And to cause no sorrow to their parents."[85]
The baby boy was greatly welcomed upon his arrival into the family, while the baby girl might not only be unwelcomed but very greatly undesired. This was mostly because girls counted for so little as they would marry and then no longer belong to their family but entirely to the family of their husband. Boys would not only become the support of their family but they might have opportunity to acquire learning and thus add dignity and honor to their family. Too, there was great need of sons to carry on the ancestral worship and if not born into the family they must be procured through adoption or by means of concubines. Without a son a man would live without honor and would die unhappy. No matter how good or how beautiful a girl might become, she could never equal the very poorest and weakest boy.
Child and Parent.
Public sentiment, especially in the older times of China, was strongly against the individual who would not accord to his parents due respect and obedience. No matter how old, how educated, or how wealthy he might become this respect and obedience was still due his parents. Confucius taught: "That parents when alive should be served according to propriety, that when dead they should be buried according to propriety, and that they should be sacrificed to according to propriety."[86]
"If a son should murder his parent, either father or mother, and be convicted of the crime, he would not only be beheaded, but his body would be mutilated by being cut into small pieces; his house would be razed to the ground, and the earth under it would be dug up for several feet deep; his neighbors living on the right and the left would be severely punished; his principal teacher would suffer capital punishment; the district magistrate of the place would be deprived of his office and disgraced; the prefect, the governor of the province, and the viceroy would all be degraded three degrees in rank. All this is done and suffered to mark the enormity of the crime of a parricide."[87]
Deformation of the Feet.
The practice of the compressing of the feet arose in China, it is thought, sometime during the ninth century of our era. It is only conjecture as to how and why this originated. Some accounts state that it arose from a desire to pattern after the club feet of a popular empress; another story is that it gradually came into use because of the admiration of small feet and the attempt to imitate them; and a third suggestion is that it developed through the men wishing to keep their wives from gadding. The Chinese women call their feet "golden lilies," which is accounted for from the popular idea that a certain empress was so beautiful that golden lilies sprang out of the ground wherever she stepped.

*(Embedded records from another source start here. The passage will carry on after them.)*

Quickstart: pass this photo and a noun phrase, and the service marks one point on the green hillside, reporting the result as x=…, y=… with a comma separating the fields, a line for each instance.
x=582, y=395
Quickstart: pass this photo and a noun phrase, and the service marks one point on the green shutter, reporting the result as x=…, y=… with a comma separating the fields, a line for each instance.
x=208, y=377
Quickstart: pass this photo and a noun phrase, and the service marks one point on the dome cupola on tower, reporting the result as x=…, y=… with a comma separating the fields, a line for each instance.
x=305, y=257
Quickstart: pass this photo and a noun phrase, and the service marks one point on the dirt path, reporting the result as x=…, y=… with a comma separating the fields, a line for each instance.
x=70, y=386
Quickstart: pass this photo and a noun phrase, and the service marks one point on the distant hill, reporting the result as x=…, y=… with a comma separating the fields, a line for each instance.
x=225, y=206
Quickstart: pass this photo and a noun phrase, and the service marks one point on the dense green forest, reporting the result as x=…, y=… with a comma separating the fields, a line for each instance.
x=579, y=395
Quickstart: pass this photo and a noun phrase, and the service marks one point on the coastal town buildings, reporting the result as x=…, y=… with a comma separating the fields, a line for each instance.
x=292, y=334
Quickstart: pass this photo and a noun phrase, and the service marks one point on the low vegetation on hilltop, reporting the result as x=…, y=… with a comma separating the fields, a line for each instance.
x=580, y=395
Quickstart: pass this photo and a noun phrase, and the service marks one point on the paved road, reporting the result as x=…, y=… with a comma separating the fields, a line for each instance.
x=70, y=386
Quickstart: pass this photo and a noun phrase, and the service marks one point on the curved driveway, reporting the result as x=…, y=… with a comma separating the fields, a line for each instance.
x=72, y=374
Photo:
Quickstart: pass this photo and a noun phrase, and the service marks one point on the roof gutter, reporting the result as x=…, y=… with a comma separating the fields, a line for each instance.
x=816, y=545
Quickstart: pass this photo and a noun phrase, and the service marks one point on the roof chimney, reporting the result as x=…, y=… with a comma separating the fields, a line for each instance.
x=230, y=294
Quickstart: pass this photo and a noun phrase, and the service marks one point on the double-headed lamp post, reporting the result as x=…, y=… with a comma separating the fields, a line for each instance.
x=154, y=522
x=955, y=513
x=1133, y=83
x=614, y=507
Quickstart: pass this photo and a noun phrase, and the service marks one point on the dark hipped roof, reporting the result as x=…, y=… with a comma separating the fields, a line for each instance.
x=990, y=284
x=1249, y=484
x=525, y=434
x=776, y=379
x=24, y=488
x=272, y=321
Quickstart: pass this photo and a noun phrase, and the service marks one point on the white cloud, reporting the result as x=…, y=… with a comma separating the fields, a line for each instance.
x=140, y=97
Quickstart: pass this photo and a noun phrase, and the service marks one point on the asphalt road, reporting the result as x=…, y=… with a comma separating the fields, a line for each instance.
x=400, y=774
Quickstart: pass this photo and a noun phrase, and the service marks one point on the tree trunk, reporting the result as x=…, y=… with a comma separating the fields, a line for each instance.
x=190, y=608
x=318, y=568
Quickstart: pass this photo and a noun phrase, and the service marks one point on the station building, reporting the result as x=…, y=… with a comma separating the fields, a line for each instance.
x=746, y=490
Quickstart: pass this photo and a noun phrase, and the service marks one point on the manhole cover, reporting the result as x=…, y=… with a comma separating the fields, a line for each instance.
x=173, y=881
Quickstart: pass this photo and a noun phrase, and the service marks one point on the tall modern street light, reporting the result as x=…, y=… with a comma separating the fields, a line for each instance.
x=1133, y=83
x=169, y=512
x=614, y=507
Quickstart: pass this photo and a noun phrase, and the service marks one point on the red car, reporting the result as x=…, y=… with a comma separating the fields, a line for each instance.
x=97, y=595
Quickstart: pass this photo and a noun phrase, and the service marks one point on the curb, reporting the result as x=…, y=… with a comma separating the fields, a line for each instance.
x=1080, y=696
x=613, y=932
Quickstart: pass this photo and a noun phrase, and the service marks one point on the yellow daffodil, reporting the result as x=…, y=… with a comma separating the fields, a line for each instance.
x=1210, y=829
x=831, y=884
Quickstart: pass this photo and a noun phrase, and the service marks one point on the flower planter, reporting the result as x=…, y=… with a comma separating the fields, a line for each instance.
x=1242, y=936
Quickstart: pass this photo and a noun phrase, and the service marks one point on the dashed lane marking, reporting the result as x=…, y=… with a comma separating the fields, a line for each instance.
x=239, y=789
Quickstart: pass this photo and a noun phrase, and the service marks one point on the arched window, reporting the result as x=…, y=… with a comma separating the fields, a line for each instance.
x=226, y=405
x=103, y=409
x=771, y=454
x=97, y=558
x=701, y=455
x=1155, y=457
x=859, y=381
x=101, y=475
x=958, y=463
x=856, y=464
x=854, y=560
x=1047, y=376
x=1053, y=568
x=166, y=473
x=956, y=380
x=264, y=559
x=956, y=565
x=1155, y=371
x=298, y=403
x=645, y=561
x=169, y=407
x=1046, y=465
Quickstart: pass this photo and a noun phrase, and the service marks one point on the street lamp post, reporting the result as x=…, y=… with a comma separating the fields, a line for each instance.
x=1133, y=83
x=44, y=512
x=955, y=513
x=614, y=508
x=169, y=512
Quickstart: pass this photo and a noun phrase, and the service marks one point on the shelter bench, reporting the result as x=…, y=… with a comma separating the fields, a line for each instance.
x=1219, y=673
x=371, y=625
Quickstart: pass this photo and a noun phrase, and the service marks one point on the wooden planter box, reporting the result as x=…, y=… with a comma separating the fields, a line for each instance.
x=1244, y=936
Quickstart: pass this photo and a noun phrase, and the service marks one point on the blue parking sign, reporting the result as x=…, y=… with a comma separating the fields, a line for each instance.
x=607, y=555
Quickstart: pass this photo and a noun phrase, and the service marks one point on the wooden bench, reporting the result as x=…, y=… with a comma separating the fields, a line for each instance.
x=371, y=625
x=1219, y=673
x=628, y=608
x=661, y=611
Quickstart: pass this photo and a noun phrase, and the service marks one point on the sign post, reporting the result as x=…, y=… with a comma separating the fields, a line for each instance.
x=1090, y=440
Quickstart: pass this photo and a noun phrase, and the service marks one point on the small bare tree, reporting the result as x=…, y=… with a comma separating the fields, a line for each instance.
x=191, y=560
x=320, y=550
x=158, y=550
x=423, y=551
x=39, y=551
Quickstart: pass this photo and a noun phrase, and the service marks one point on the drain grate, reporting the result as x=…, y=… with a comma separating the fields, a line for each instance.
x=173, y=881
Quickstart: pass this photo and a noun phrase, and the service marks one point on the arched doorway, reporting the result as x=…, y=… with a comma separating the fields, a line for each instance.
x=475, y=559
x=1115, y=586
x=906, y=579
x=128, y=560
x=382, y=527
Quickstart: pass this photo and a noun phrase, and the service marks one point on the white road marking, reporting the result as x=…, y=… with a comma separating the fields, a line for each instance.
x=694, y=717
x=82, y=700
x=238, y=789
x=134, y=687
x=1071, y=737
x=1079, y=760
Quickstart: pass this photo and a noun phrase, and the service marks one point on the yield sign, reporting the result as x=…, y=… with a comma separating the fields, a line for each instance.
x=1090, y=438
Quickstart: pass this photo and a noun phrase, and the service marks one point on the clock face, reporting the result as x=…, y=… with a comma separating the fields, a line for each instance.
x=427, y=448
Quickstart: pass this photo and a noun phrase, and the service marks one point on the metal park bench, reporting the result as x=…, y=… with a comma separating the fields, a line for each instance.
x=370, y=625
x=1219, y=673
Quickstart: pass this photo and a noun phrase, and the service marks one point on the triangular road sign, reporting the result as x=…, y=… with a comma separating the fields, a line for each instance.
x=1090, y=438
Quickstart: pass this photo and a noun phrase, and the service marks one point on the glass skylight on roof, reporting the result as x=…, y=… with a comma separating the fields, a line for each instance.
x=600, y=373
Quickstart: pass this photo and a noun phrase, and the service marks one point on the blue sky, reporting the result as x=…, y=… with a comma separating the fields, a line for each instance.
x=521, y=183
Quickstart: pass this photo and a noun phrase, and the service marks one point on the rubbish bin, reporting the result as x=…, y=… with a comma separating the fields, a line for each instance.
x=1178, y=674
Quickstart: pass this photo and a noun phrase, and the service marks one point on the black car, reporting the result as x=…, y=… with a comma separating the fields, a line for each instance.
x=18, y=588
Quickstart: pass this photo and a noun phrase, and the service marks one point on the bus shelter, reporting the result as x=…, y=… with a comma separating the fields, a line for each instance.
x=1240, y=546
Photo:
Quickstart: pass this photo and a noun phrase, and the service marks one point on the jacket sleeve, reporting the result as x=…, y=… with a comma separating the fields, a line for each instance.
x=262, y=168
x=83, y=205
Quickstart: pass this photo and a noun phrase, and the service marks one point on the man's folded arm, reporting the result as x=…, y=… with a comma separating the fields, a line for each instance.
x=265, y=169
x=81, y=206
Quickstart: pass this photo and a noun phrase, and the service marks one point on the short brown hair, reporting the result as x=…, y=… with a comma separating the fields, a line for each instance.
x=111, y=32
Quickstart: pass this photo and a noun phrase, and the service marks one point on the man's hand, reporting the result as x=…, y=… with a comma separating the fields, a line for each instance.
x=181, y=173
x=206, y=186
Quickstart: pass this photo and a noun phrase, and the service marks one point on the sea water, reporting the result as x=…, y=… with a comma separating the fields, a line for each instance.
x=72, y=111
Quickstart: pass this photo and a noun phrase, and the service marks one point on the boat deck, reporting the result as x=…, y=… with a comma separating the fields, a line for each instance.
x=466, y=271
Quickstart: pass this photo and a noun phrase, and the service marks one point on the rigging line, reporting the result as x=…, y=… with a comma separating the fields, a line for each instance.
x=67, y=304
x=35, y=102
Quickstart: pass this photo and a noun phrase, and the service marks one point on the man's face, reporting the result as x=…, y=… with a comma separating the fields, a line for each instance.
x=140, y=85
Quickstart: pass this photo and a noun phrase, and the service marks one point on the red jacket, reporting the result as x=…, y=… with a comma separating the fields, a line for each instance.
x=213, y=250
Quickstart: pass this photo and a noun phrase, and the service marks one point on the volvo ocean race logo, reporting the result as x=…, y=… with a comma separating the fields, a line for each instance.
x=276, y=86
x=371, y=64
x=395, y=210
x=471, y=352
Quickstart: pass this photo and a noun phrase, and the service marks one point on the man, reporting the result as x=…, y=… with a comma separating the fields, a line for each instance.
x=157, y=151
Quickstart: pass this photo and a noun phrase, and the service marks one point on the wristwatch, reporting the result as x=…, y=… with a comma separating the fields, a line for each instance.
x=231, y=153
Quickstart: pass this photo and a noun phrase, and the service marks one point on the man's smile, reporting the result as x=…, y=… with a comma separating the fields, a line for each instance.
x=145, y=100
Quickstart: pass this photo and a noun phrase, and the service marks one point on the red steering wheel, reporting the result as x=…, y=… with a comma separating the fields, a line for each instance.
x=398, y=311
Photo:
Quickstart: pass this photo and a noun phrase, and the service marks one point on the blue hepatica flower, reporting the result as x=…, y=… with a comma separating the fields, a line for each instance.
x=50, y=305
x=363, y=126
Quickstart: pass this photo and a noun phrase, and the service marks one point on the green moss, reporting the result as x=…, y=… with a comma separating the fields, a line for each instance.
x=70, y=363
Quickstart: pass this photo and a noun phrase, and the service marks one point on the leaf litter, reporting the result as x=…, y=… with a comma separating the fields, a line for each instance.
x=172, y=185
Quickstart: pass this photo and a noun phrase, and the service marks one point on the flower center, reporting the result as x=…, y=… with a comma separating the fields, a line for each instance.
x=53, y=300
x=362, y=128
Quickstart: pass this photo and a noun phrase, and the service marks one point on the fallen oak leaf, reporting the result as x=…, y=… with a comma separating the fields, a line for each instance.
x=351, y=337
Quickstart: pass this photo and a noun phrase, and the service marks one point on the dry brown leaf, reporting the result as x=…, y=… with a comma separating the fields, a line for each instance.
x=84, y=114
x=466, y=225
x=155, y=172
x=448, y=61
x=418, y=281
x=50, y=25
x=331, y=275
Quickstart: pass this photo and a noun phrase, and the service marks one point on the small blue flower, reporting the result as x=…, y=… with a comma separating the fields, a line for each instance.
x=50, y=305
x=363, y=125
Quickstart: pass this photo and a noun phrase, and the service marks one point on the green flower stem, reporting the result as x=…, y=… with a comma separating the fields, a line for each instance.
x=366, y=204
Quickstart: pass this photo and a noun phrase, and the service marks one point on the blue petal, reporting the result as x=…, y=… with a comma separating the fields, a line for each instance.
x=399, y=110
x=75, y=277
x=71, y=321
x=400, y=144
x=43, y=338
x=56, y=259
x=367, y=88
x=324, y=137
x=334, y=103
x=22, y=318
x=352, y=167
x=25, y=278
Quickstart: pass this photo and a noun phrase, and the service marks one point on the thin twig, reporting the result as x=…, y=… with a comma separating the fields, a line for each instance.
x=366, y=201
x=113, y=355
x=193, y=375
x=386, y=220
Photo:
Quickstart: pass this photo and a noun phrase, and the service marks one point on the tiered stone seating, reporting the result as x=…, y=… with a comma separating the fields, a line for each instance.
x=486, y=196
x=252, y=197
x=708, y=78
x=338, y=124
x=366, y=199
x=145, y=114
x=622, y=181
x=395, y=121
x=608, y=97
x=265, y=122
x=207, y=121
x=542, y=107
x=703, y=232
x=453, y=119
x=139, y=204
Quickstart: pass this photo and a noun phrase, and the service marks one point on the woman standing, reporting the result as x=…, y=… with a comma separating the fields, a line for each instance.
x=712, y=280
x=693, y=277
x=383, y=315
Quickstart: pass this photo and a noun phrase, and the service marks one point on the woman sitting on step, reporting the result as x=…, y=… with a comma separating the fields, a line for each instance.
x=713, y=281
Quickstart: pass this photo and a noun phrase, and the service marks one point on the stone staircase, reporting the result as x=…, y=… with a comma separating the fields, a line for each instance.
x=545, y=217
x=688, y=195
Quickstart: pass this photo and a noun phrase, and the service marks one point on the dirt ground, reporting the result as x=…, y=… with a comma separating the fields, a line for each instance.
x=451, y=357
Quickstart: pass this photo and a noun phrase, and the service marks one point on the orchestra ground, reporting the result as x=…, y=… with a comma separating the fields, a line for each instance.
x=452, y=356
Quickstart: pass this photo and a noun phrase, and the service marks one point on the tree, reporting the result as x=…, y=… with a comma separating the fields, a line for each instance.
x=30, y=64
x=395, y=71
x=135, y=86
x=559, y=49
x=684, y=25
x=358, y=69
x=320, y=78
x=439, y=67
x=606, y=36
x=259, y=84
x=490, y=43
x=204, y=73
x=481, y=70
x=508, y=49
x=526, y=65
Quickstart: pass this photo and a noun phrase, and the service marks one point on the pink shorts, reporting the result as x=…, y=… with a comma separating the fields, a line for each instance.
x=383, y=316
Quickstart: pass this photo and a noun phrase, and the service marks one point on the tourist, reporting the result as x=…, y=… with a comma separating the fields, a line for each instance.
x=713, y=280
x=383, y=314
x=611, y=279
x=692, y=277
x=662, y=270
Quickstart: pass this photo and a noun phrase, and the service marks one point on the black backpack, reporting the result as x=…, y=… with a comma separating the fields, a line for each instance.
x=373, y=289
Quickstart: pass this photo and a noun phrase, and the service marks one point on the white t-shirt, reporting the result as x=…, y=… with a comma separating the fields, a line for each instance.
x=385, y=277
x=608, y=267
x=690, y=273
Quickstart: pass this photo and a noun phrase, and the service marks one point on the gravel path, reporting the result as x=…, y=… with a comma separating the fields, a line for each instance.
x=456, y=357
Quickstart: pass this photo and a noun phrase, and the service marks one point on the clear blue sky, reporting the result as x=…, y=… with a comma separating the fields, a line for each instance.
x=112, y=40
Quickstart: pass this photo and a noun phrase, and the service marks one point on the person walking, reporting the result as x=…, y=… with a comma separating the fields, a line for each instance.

The age at which the binding began varied, being from six to eight years of age, but sometimes the bandages were put on as soon as the little girl was able to walk. The whole operation was performed, and the shape maintained by bandages, which were never permanently removed or covered by stockings. The bandages were of strong white cotton cloth, about two yards long and between two and three inches wide. The end of the strip was laid on the inside of the foot at the instep, then carried over the toes, leaving the great toe free, then under the foot and round the heel, and the bandage was so continued till all used up and then the end was sewed tightly down. Each day the bandage was tightened and if the bones should spring back into place upon the removal of the bandage, sometimes they would be struck back into place with a blow from the heavy mallet used in beating clothes. These bandages would finally cause a bulge in the instep, a deep indentation in the sole, and the toes would grow down under and across the sole and come out on the opposite side, the great toe alone retaining its normal position, the foot becoming from four to six inches in length and sometimes even three or less.
The pain and suffering, as might be expected, was very severe and continued so for about three years. In some families the child would have to stay of nights in an outhouse or elsewhere away from the family so as not to disturb them through the night, while in others the mother or mother-in-law would have a big stick by the side of her bed, with which to get up and beat the little girl should she disturb the household by her wails. Toes would often drop off under binding and sometimes the entire foot. When grown up the women could walk alone with their maimed feet for short distances but usually they needed to be supported by some one or something. "Don't imagine, however, that Chinese ladies are unable to move. They can, most of them, walk short distances. But it is true that the spirit is taken out of them by this species of suffering, and that they are oppressed by a sense of physical helplessness and dependence."[88]